The problems Young showed, however, were that many of the filters have not been installed properly or maintained, thus making them completely inefficient.

In supplemental materials prepared by Young, he said that the city began purchasing the filters in 2006 though it was not done so through council approval.

With more than 1,300 filters, which cover two-thirds of Marco Island, it makes Marco Island the largest consumer per capita of filters than any other municipality in the state. 

Through 2018, the city has also used more than $731,000 in grant funding for purchase and maintenance, which is required quarterly but not done on Marco Island.

Performing a random sampling of different filter boxes around the city, Young found and documented the city's failures.

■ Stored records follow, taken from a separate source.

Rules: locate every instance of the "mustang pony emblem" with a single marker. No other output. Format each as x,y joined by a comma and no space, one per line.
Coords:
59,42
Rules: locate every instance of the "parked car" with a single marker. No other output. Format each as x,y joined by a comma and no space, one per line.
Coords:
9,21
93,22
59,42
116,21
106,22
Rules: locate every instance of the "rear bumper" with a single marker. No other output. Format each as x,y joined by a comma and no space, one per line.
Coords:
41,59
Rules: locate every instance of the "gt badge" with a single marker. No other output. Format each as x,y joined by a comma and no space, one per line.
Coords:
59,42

A random sampling of the locations of Suntree filters on Marco Island found them not be installed properly or maintained as directed.

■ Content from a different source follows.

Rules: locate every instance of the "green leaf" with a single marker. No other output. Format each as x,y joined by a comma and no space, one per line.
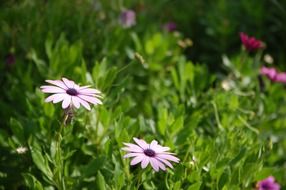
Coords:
32,182
100,182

Many of concrete boxes were too large for the baskets or had cutouts in the side, allowing stormwater flow to completely bypass the filter baskets.

Others were missing boom filters and showed no signs of receiving any maintenance.

As for what was found in the actual filters, Young said there was very little as the majority of the organic waste and sediment the city vacuums was beneath the filter boxes.

"It's impeding water flow, serves no value and is a waste of money," Young said. "Just because we screwed up doesn't mean we can't correct it. Just get rid of it."

With a large number of filters used on the island, Young said it was difficult for such a small public works staff to perform the necessary upkeep and required a third-party contractor to do so at a higher cost.

Public Works Director Tim Pinter said the city did not pay any money last year for maintaining the filters because a third party contractor was paid through FEMA reimbursement as a result of Hurricane Irma.

Young, however, questioned the use of that money given the results.

"Question is could that FEMA money have been spent wisely elsewhere?" Young said. "I think the answer is yes."

In calling for the city to end its use of the filters, Young suggested the city allocate the money budgeted for them to fund increased water quality testing.

He also suggested various improvements the city could make to swale and curb drains to aid in preventing materials from seeping into the canals.